Because, in my passion to understand how various Machine Learning Algorithms are working and how to implement them in Qlik Script, I am always in need of lots of different data sets. And there are many good data set out there, free to use, but I realized that I spent to much time understanding the data rather than understanding the algorithms. I want to be able to “ignore” the data in a way, but still understand if the result of the algorithm is good or not… I wanted to understand, test, and run the algorithm but avoid spending time on understanding the data.

Dataset Generator Makes Sense!

So, to make things easier for me I decided to create an app that can generate the data I need. I created a “Dataset Generator”!

To my big surprise, I am find my self not only use Qlik Sense Script for Machine Learning, I am now also using Qlik Script to generate the data I need to run the scripts for Machine Learning. 😊And this makes Sense!

The great thing with the “data set generator” is that I can decide what kind of data I want to try the algorithm on – how many fields, minimum and maximum values, how much “randomness” and “outliners”, etc, and also very important, I have complete understanding of what is the expected “truth”, since I am also first creating the “truth”, and I can instead focus on the result of the algorithm.

How to Code it

The basic functionality behind the dataset generator is very simple. I use the Qlik Function Autogenerate() to generate as many rows I need, then some math functions and particularly the rand() function to generate some random input data.

Let’s say I want to generate some product related data like this:

Product number Weight Shipping Cost
1 100kg 19$
2 12kg 2$
etc

What I want to do later is to train a Machine Learning algorithm on this data to be able to estimate a good Shipping Cost for new items:

Product number Weight Shipping Cost
1 67kg ?

Creating the table

First, we define a variable with input values like this to make it easier to generate random number with an interval and flexible decimal precision:

SET GenerateRandomNumber = 'round(Rand()*($2-$1)+$1,$3)';

Creating a random integer between 1 and 100 is then written like this:

$(GenerateRandomNumber(1,100,1))

Then we create a table like this:

DataSet:
LOAD
  Rowno() as ProductNumber,
  $(GenerateRandomNumber(1,100,1)) as Weight
autogenerate(10);

So we get 10 rows with random integers for weight spanning between 1 and 100.

After this we need to generate the “Shipping Cost”.

To make things easy at this point, let us assume that the Shipping Cost has a direct linear relation to the products weights. The heavier a product is, the higher Shipping Cost.

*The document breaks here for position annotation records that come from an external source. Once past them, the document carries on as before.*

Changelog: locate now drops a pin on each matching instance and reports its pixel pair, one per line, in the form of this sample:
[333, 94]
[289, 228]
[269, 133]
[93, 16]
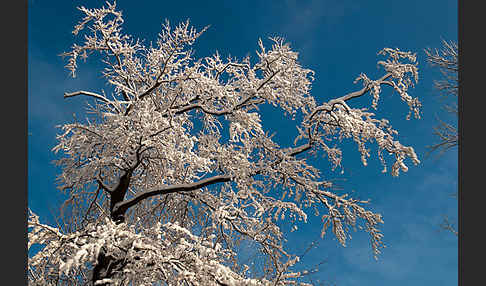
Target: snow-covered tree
[174, 168]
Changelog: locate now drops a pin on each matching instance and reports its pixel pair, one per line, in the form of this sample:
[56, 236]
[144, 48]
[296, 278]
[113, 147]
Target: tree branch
[122, 207]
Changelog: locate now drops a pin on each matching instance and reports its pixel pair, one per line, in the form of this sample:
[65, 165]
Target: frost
[174, 170]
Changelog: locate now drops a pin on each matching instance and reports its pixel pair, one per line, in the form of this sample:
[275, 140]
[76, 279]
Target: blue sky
[336, 39]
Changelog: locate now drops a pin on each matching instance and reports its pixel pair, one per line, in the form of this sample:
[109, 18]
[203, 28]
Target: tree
[447, 61]
[174, 169]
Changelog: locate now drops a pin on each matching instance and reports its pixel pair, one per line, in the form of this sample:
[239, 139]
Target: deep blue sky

So we “invent” a formula that will calculate the Shipping Cost:

Shipping Cost = 1.15 * Weight + 0.17 * Volume

The values 1.15 and 0.17 I just choose out of the air … or rather so that they give this following result for 100kg and 12kg, which is similar enough to what I wanted in the beginning:

Product number Weight Calculation Shipping Cost
1 100 kg =1.15+0.17*100 $ 18.15
2 12 kg =1.15+0.17*12 $ 3.19

So that is all great – we have a formula that can generate Shipping Cost. We join this back to our DataSet with weights:

Left join (DataSet)
LOAD
  ProductNumber,
  1.15 + 0.17 * Weight as [Shipping Cost]
Resident DataSet;

This is my result:

And if I plot this data on a chart it will look like this:

Extremely linear…. And as I am sure you are well aware; this data is far to “clean”. We do not see this simple linear relation in real life. The data is not realistic.

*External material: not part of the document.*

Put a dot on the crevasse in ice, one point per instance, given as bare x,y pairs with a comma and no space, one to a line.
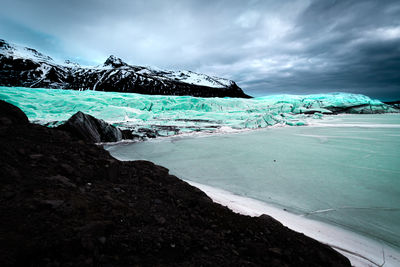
173,114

Shipping Costs will probably not always follow such a simple formula. Perhaps some items have extreme dimensions and requires a different kind of transportation, but we don’t have the data for that… and we don’t want to make it over complicated to create it, but somehow we need to make the data more look like real data.

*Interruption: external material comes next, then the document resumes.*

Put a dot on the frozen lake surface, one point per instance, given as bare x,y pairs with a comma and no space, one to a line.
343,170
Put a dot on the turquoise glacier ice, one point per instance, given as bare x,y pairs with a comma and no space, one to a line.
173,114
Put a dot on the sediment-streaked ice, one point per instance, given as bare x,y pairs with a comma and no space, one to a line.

One simple way to do it is to add a random factor to the formula.

We replace the previous join with this one:

Left join (DataSet)
LOAD
  ProductNumber,
  (1.15 + 0.17 * Weight) * $(GenerateRandomNumber(0.95,1.05,0.01))  as [Shipping Cost]
Resident DataSet;

This will add a random factor of +-5% to every Shipping Cost.

But we are still missing some outliers! Let us add those with some “completely” random values:

concatenate(DataSet)
LOAD
  rowno() as ProductNumber,
  $(GenerateRandomNumber(1,100,1)) as Weight,
  $(GenerateRandomNumber(10,15,0.01)) as [Shipping Price]
autogenerate(3);

If You run this code for 1000 rows instead of just 10 – this is the result:

Now I think it looks like realistic data!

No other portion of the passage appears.